The UN-sponsored negotiation process has thrice failed to stimulate a settlement plan between the warring parties. Since mid-2016, UN mediation has not been able to convene another round of talks. There have been two main political developments in the last two years:

  1. In the areas controlled by the Houthis, worsening tension within the Houthi-Saleh alliance culminated in Houthis killing Saleh in his Sana’a residence on 4 December 2017, leaving them in full control of the northern highlands. This may well be the peak of their power, as they now have to add forces loyal to Saleh to their list of rivals.
  2. The disintegration and fragmentation of the ‘liberated’ areas. The main characteristic of the Hadi government is its absence. Southern governorates are under the control of a range of forces including southern separatists (the Southern Transitional Council (STC) established in May 2017 is the most influential of these groups), various local regional forces, and jihadis. The UAE set up, financed, trained and deployed military and security forces – known in the western governorates as Security Belts, and in the eastern ones as Elite Forces. They are all primarily composed of local Salafis and do not form a coherent body. The northern areas are under the control of the vice president (since April 2016), Ali Mohsen al-Ahmar, an Islamist on the extremist end of the Islahi spectrum. State institutions have largely disintegrated, partly due to the failure of the internationally-recognised regime to pay salaries.

While the Arab Coalition includes several states, the decision-making process is controlled by Saudi Arabia and the UAE. However, there is increasing divergence in policy and strategy between them, most visible in the south. Regardless of the rhetoric, Emirati forces are actively supporting separatists via the STC and the security forces. While claiming to address the problem of jihadi groups (AQAP and the Islamic State group), most of their interventions and arrests are against Islah, considered by the UAE to be Muslim Brothers, whom they pathologically detest. Outsiders have difficulty understanding support for extremist Salafi groups who are more dangerous to a moderate Islam than the Muslim Brothers. Divergence with the Saudi regime focuses on this aspect as it supports Ali Mohsen, who is an important Islah leader, and have had, for decades, very different approaches to Muslim Brother-related institutions.

Deepening humanitarian crisis
In the poorest Arab country with high levels of poverty and malnutrition, the current war has caused the world’s worst humanitarian crisis. Some 22 million of the 29 million population are in dire need of humanitarian assistance; 16 million individuals lack clean water and sanitation; 18 million are food insecure, including 8 million ‘on the brink’ of famine; and more than 1 million are victims of cholera, another world record.[4]

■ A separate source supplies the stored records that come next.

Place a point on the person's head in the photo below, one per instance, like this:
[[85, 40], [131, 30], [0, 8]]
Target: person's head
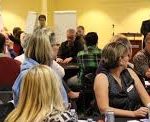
[[115, 54], [39, 95], [147, 43], [24, 38], [91, 39], [71, 35], [54, 43], [15, 30], [42, 20], [2, 42], [80, 31], [39, 48], [123, 39]]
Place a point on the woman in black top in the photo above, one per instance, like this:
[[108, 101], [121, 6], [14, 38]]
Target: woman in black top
[[117, 87]]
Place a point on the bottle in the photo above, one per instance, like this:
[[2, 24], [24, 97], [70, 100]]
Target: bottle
[[74, 115], [148, 106], [109, 116]]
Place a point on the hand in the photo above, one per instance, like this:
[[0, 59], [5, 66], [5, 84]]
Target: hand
[[141, 112], [67, 60], [59, 60]]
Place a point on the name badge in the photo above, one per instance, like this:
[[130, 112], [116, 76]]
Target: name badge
[[130, 88]]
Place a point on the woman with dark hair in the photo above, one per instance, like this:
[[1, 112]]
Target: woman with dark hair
[[118, 88]]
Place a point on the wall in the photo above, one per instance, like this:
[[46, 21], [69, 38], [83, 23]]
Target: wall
[[100, 15], [95, 15], [14, 12]]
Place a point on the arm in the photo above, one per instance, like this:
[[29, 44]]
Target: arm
[[59, 69], [101, 93], [140, 88]]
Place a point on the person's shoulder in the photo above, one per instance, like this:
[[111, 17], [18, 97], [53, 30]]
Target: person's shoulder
[[60, 116]]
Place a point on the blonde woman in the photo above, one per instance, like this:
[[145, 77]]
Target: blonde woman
[[118, 88], [40, 98], [38, 51]]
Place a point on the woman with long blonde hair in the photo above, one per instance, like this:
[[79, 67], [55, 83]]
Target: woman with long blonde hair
[[40, 98]]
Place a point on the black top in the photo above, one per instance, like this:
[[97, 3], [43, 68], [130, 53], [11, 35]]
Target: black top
[[66, 51], [126, 97]]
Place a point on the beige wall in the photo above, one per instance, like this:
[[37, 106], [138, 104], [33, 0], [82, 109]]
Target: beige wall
[[99, 15], [95, 15], [14, 12]]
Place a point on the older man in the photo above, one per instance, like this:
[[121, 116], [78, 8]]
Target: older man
[[68, 50]]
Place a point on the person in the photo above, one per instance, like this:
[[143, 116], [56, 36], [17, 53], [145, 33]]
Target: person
[[118, 88], [80, 31], [145, 28], [88, 60], [142, 60], [55, 46], [16, 40], [33, 56], [9, 68], [80, 36], [123, 39], [68, 50], [42, 21], [24, 38], [40, 98]]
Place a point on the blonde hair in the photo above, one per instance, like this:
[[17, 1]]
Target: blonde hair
[[40, 95], [39, 48]]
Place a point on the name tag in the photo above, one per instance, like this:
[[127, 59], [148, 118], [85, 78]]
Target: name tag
[[130, 88]]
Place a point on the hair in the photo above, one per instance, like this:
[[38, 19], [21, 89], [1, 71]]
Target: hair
[[91, 38], [40, 95], [15, 30], [80, 26], [122, 39], [2, 42], [25, 40], [42, 16], [112, 53], [147, 38], [39, 47]]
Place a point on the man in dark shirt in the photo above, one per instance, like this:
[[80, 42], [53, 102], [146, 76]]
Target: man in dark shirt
[[68, 50]]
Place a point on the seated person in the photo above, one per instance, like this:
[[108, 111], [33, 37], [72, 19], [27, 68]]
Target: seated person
[[40, 98], [142, 60], [118, 88], [33, 56], [55, 46], [9, 68], [68, 50], [88, 60], [125, 41]]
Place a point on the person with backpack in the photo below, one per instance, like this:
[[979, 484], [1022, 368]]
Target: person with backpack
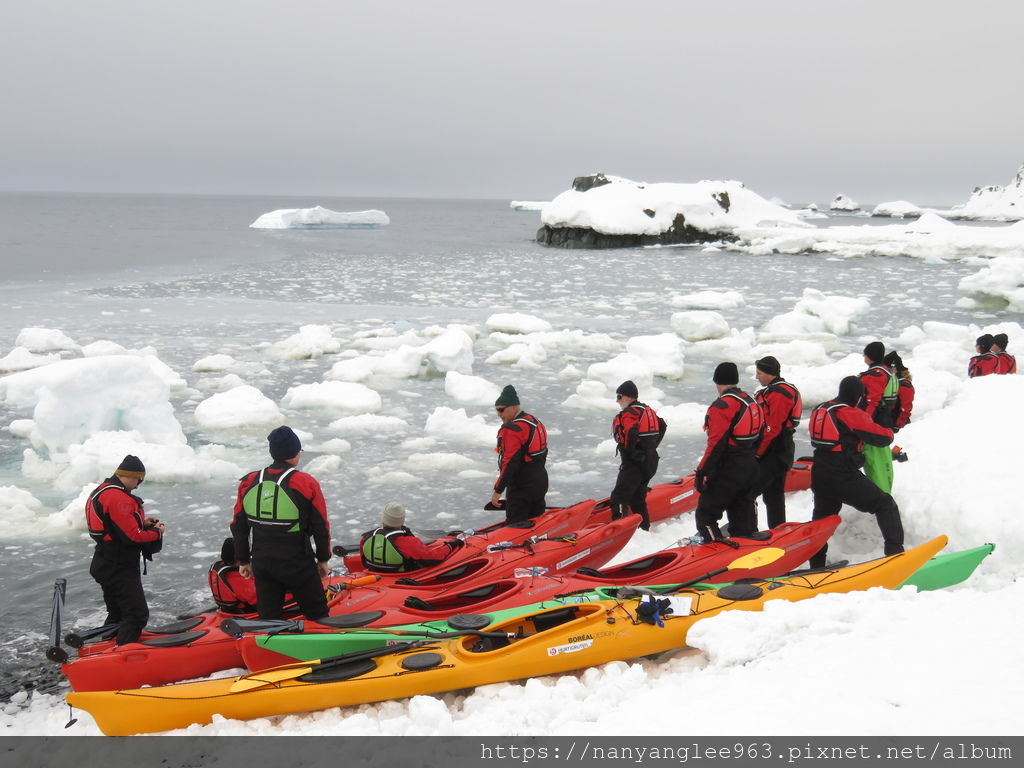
[[522, 453], [904, 393], [985, 361], [392, 548], [637, 430], [1005, 363], [727, 473], [782, 407], [881, 403], [124, 537], [281, 509], [840, 430]]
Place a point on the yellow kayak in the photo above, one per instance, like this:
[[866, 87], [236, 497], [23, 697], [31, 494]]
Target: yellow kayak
[[557, 639]]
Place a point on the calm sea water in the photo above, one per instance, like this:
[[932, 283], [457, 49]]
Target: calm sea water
[[187, 276]]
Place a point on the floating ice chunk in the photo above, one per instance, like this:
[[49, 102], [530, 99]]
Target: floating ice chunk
[[663, 352], [333, 395], [213, 364], [310, 342], [20, 358], [999, 284], [709, 300], [897, 209], [369, 425], [453, 425], [321, 218], [45, 340], [73, 399], [238, 408], [699, 324], [471, 389], [843, 203], [517, 323]]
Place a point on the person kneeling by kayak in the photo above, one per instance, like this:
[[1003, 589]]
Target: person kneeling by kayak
[[393, 549]]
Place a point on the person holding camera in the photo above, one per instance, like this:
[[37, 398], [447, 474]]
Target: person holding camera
[[124, 537]]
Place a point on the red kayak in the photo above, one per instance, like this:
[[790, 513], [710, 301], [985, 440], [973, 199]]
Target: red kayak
[[684, 564], [197, 647]]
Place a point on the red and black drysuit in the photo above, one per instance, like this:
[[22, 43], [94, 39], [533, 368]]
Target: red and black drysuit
[[415, 553], [781, 406], [1006, 363], [727, 473], [117, 524], [983, 365], [637, 431], [522, 452], [838, 433], [284, 561]]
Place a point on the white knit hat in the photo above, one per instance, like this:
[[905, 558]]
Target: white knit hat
[[394, 515]]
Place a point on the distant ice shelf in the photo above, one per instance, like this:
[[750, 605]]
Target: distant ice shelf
[[321, 218]]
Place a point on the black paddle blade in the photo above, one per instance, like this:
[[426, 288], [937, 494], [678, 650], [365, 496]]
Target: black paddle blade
[[239, 627]]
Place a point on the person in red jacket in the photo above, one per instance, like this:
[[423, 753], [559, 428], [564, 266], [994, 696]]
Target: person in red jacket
[[281, 509], [522, 453], [124, 537], [985, 361], [904, 406], [839, 430], [637, 430], [727, 473], [1006, 363], [782, 407], [393, 549]]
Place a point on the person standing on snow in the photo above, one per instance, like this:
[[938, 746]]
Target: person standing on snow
[[281, 508], [123, 537], [881, 403], [637, 431], [727, 473], [782, 407], [985, 361], [839, 431], [1006, 363], [393, 549], [522, 452]]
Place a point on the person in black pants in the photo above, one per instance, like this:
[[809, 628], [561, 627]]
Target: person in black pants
[[839, 429], [727, 474], [123, 537], [782, 407], [282, 509]]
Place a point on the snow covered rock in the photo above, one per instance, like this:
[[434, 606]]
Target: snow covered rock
[[609, 212]]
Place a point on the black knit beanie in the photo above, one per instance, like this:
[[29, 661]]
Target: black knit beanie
[[284, 443], [726, 373]]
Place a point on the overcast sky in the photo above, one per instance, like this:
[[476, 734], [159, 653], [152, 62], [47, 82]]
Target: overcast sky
[[486, 98]]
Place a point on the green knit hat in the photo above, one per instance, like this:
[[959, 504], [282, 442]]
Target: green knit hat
[[508, 396]]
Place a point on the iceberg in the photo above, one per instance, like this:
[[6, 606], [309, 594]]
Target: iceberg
[[321, 218]]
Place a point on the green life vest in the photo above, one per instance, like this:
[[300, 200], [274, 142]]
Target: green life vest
[[267, 505], [381, 555]]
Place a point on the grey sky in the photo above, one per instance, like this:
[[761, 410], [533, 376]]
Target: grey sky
[[880, 100]]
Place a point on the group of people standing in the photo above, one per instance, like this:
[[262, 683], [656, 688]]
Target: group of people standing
[[281, 535]]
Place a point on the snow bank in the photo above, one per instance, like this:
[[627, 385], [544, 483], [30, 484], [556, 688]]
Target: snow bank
[[625, 207], [239, 408], [321, 218]]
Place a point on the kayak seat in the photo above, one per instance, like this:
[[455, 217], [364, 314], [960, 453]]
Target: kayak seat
[[348, 621], [468, 622], [171, 629], [740, 592], [337, 673], [554, 617], [172, 641], [417, 603], [419, 662]]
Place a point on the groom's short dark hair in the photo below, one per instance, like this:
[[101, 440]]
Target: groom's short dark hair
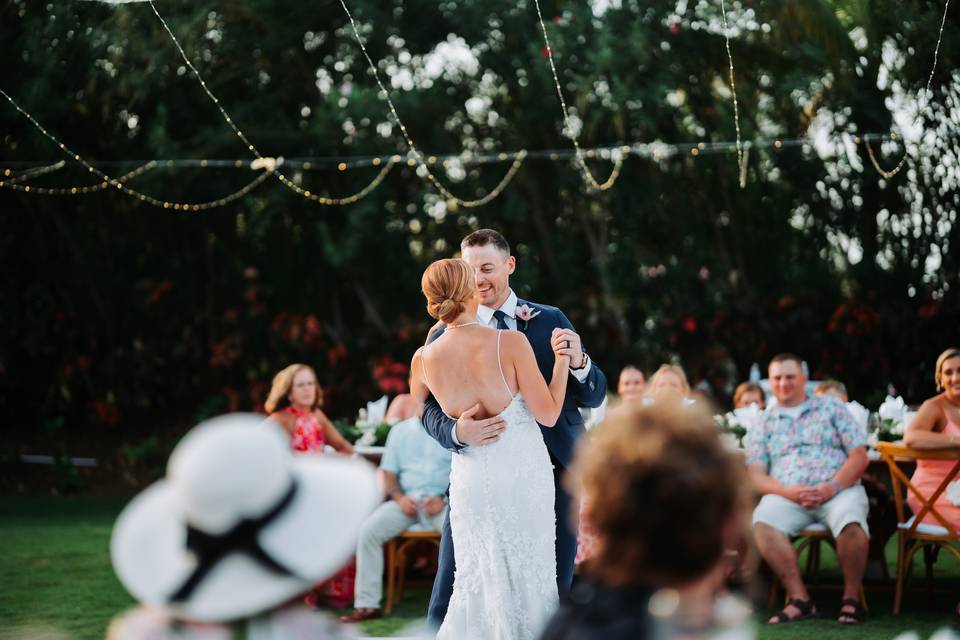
[[483, 237]]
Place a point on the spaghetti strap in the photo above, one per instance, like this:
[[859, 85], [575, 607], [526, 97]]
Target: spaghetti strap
[[423, 363], [500, 366]]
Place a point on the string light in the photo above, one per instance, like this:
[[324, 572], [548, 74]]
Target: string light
[[416, 159], [113, 182], [75, 190], [416, 156], [741, 158], [584, 169], [888, 174]]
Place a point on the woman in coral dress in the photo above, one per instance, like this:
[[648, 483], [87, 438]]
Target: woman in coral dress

About 16 000 individuals have been killed by coalition air strikes, with the most effective weapon being the blockade of Yemen’s main port Hodeida and other Red Sea ports, as well as the imposed closure of Sana’a airport. Several thousands of Yemen WHO LacknerYemenis have died by hunger, disease and other side effects of the blockade, a driving force behind the humanitarian crisis.

An Open-ended war?
The perpetuation of the Yemeni war derives from two main reasons. First, international intervention has added another layer of complex issues, which seem irrelevant to Yemen and Yemenis. The main issue is Iranian-Saudi rivalry. Saudi accusations that the Houthis are no more than ‘Iranian proxies’ have become part of the official discourse throughout the region and beyond, including in the USA. While the reality is that Iran’s actual involvement is minimal, it benefits from a massive propaganda advantage in exchange for limited practical support to the Houthis. This added element tends to complicate the pursuit of a solution.

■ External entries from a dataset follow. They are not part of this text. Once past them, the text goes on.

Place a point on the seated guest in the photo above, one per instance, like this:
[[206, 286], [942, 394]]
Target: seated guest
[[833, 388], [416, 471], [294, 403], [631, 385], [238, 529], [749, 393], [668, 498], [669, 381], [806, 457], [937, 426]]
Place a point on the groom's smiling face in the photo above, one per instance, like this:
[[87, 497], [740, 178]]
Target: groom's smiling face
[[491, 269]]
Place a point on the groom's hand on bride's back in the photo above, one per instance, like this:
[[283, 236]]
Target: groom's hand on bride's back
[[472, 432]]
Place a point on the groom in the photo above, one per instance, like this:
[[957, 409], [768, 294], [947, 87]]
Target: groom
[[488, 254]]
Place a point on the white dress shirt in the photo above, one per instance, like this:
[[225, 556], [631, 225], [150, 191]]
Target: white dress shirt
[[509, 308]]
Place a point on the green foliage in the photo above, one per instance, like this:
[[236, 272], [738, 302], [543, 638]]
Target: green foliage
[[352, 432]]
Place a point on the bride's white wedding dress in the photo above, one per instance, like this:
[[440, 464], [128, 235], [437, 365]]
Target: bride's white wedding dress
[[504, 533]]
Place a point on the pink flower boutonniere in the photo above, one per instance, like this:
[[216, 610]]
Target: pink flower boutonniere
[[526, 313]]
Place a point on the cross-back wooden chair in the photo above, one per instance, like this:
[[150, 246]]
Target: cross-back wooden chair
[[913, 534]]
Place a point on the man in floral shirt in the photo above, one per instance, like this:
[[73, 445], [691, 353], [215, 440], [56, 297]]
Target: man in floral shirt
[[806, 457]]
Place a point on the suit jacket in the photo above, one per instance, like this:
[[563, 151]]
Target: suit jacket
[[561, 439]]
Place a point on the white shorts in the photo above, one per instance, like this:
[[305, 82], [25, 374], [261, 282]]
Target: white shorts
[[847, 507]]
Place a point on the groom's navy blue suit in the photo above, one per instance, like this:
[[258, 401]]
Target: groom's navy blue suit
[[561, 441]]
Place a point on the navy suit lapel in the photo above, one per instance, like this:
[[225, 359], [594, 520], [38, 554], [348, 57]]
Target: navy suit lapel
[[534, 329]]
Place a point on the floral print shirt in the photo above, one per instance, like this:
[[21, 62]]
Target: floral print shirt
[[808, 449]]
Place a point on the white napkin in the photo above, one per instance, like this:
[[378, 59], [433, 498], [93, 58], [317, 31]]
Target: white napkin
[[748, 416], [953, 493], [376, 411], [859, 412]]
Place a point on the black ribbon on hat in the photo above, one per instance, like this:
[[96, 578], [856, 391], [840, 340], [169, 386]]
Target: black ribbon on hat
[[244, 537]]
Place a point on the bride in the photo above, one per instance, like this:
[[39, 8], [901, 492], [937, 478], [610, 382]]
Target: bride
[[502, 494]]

The second reason is both internal and external vis-à-vis Yemen. In the domestic context, numerous figures on all sides benefit from the war. Not only do they have no incentive to end it, but they have every incentive to prolong it. They include men and boys manning checkpoints and ‘taxing’ passengers and goods (including the basics to keep people alive: food, fuel and people seeking medical aid). Next are the Houthis in areas they control. They both fill their pockets and finance their ‘administration’ through the ransoming of traders and others, but do not use these funds to pay salaries of medical, education or any other civil staff. In the ‘liberated’ areas, the beneficiaries of the war include any number of groups, ranging from AQAP and IS militants to officials of everything from the various southern separatist groups to the few remaining Hadi loyalists. Outside the country, members of Hadi’s government collect massive salaries, submit exorbitant bills to the coalition, but fail to pay staff inside Yemen. This is the irony of the political economy of war.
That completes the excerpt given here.